Selected Perturbation of Wnt/β-Catenin or ERα Signaling Axis Determines a Correlation for DNA-Specific Recruitments of Lef-1/Tcf-3 and/or ERα with the Alteration of Estrogenic Late Gene Expression in the Mouse Uterus A, Analysis of recruitment of ERα and Lef-1 on Pgr, Ltf, Ccnd1, Mmp7, and Actb promoters. ChIP analysis was performed using ERα and lef-1-specific antibodies in the uteri of mice, after administration of rAdSFRP2(S) or rAdGFP (as control), followed by E₂ (100 ng/mouse) for 24 h. B, Analysis of recruitment of ERα and Lef-1 on c-Myc, Cdkn1A, and Actb promoters. ChIP analysis was performed using ERα and lef-1-specific antibodies in the uteri of mice, after administration of rAdBip(As) or rAdGFP (as control), followed by E₂ (100 ng/mouse) for 24 h. Representative figures for recruitments of individual transcription factors on different gene promoters are shown (A and B).
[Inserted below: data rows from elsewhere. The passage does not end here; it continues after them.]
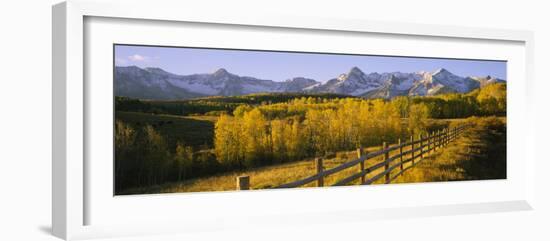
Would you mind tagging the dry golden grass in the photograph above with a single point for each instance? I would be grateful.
(457, 161)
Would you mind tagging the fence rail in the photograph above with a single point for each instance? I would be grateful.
(418, 148)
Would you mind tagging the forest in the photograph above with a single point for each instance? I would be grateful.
(244, 132)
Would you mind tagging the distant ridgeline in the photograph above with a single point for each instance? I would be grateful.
(487, 100)
(157, 84)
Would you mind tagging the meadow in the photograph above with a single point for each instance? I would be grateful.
(203, 144)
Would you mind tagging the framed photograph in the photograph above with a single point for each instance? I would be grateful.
(206, 122)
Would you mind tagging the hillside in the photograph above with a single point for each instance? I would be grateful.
(155, 83)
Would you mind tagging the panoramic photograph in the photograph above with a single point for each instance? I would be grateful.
(191, 119)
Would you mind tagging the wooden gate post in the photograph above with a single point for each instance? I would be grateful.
(243, 183)
(386, 160)
(421, 146)
(437, 140)
(400, 153)
(431, 146)
(361, 164)
(446, 136)
(319, 168)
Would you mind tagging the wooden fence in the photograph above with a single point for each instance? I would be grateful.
(417, 149)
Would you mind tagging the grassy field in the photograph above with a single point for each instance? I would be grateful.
(478, 154)
(195, 131)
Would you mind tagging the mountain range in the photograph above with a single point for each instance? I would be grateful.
(155, 83)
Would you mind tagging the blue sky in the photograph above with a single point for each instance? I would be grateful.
(279, 66)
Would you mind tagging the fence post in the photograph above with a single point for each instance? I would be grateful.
(431, 143)
(243, 183)
(361, 164)
(400, 153)
(437, 139)
(446, 140)
(456, 134)
(421, 146)
(319, 168)
(386, 159)
(412, 148)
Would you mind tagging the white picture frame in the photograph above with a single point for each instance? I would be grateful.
(72, 192)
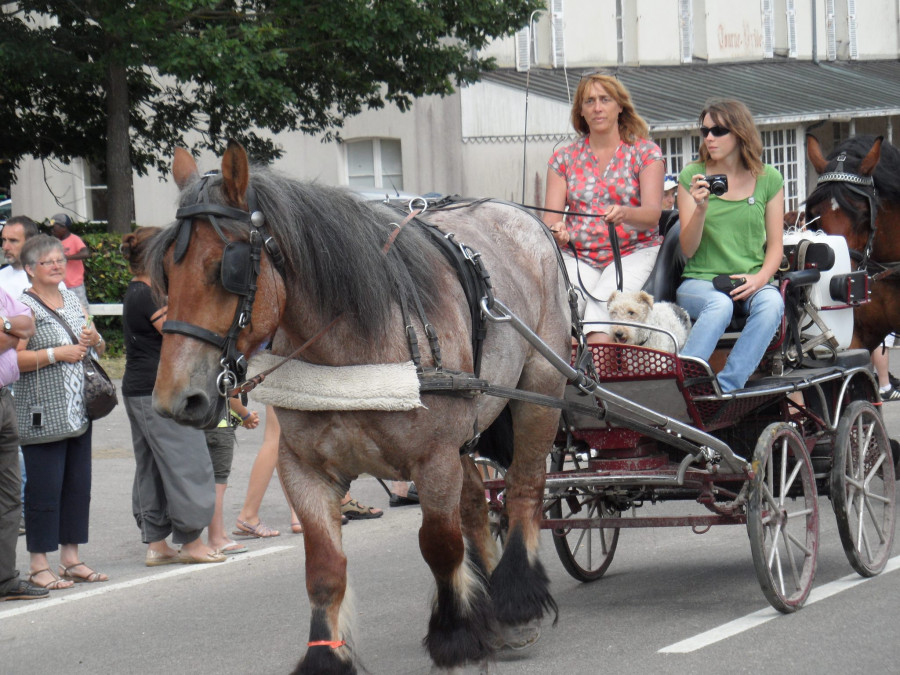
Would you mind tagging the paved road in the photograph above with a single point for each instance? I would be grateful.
(250, 614)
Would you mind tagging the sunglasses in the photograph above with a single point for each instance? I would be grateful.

The amplified product sizes for different regions of the promoters were the same as described in Fig. 5. Three independent analyses were performed to compare the results, as shown in bar plot (A and B). The quantitation of relative levels for binding of transcription factors on different gene promoters is represented as percent of input. *, Values are statistically different (P < 0.05, Student's t test) from the corresponding control groups. C, RT-PCR analysis of c-Myc and Cdkn1A gene expression after adenovirus administration. Uterine tissues were collected after rAdBipAs, rAdSFRP-2(s), or rAdGFP (as control) administration, followed by oil or E₂ (100 ng/mouse) for 24 h. Ribosomal protein L-7 (rpl-7) was used as a constitutive gene control. Comparative RT-PCR analyses using three independent total RNA samples were as described in Fig. 1A. These experiments were repeated at least three times. In the bar plots, the abundance of mRNAs for each gene expression was quantitated by analysis of band intensities using densitometric scanning and was corrected against rpL7. *, Values are statistically different (P < 0.05, Student's t test) from the corresponding control groups. IP, Immunoprecipitation.